Buckblog: Implementing a Bloom Effect with Swift+Metal

Implementing a Bloom Effect with Swift+Metal

27 February 2016 — A short walk-through is given, demonstrating how to apply a "bloom" effect using Apple's Metal framework — 7-minute read

I’ve been learning a lot about Apple’s Metal framework recently, as I’ve been working through building a game based on navigating mazes on non-planar surfaces (cylinders, mobius strips, etc.). It’s been a lot of fun, but it’s also been pretty frustrating. Metal is still pretty new, so it can be a challenge to find answers when you get stuck. You typically wind up translating from OpenGL to Metal…which can be tricky if you’ve never actually learned OpenGL.

Recently, I wanted to implement a bloom or glow effect, like the following image:

The white square is slightly in front of the rainbow square, and has a bloom effect applied to it, making it seem to glow slightly.

Of course, there were plenty of resources describing how to do it in OpenGL, but nothing in Metal, and the vocabulary used by Metal and OpenGL don’t always overlap. After much trial and error, I managed to get it to work, and it works pretty well. Today I’m going to describe how I did it, for two reasons:

Maybe this will help others in the same boat I was. Sometimes all you need is a few code examples and a word or two describing how to use the API in a specific instance.
Because I had to figure this out myself, I may very well be doing some things wrong. If you’re an experienced Metal dev, please (please!) point out if you see me doing anything wrong, or if I could be doing something better.

Note that this is not a complete tutorial; I’m not going to show you how to set up Metal, or prepare buffers or textures, or any of that. There are some really great tutorials on those points elsewhere. I’m going to assume that you already have some experience with Metal, and instead I’m going to focus on these points:

Using color attachments to configure multiple frame buffers.
Writing to multiple frame buffers in a single fragment shader.
Using Metal Performance Shaders to apply a Gaussian blur to a texture.
Using a compute shader to composite two textures.

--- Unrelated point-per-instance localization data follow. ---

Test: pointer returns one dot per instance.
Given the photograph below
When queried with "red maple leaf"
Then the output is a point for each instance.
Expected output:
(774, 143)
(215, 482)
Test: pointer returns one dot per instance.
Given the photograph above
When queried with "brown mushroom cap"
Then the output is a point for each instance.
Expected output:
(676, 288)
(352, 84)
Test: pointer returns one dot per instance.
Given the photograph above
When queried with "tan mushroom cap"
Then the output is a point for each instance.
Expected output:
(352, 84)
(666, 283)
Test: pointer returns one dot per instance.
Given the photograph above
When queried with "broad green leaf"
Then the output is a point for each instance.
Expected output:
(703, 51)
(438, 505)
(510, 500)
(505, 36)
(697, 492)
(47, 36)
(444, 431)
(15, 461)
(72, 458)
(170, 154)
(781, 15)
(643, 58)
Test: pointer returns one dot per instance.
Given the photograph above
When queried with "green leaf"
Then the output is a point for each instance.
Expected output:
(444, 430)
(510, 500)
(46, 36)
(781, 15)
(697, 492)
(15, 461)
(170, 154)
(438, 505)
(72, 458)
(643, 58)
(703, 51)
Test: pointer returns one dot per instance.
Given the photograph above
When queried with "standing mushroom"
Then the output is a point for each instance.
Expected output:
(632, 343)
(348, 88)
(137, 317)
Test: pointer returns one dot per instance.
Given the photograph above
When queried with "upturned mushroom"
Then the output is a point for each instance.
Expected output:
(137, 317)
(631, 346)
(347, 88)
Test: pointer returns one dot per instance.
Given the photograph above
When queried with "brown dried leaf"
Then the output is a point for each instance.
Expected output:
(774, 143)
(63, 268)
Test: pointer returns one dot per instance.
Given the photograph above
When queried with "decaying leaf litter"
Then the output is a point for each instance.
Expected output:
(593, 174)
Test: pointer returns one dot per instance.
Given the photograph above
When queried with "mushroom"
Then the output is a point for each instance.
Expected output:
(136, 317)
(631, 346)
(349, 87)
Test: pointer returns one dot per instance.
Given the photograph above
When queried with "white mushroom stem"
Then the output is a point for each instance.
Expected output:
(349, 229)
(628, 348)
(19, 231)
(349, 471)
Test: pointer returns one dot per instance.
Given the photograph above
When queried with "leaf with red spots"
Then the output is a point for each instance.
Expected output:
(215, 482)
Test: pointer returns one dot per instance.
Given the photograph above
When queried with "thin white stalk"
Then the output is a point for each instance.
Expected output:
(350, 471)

It is no coincidence that these points correspond to the different steps of creating a bloom effect:

Render the scene, drawing bright objects to both the primary and secondary frame buffers.
Blur the secondary frame buffer.
Combine the blurred buffer with the full scene, making those bright objects appear to “bloom”.

So. Here we go.

Configure the Metal Layer

The Metal layer is the bit that actually displays what we’re rendering. Most tutorials will recommend setting the layer’s framebufferOnly attribute to true, for performance reasons, but if you’re going to be doing post-processing on the frame buffer, you have to set it to false. The good news is that performance wasn’t significantly impacted (for my use case). Your mileage may vary, of course.

metalLayer = CAMetalLayer()
metalLayer.device = device
metalLayer.pixelFormat = .BGRA8Unorm
metalLayer.framebufferOnly = false // <-- THIS
metalLayer.frame = view.layer.frame

Multiple Color Attachments, Multiple Frame Buffers

This wasn’t clear to me at first, but each color attachment that you configure corresponds to a frame buffer (or “texture” in Metal parlance).

The color attachments must be configured in two places. First, on the render pipeline descriptor that you use to prepare the render pipeline state:

let library = device.newDefaultLibrary()!
let vertexProgram = library.newFunctionWithName("vertexShader")
let fragmentProgram = library.newFunctionWithName("fragmentShader")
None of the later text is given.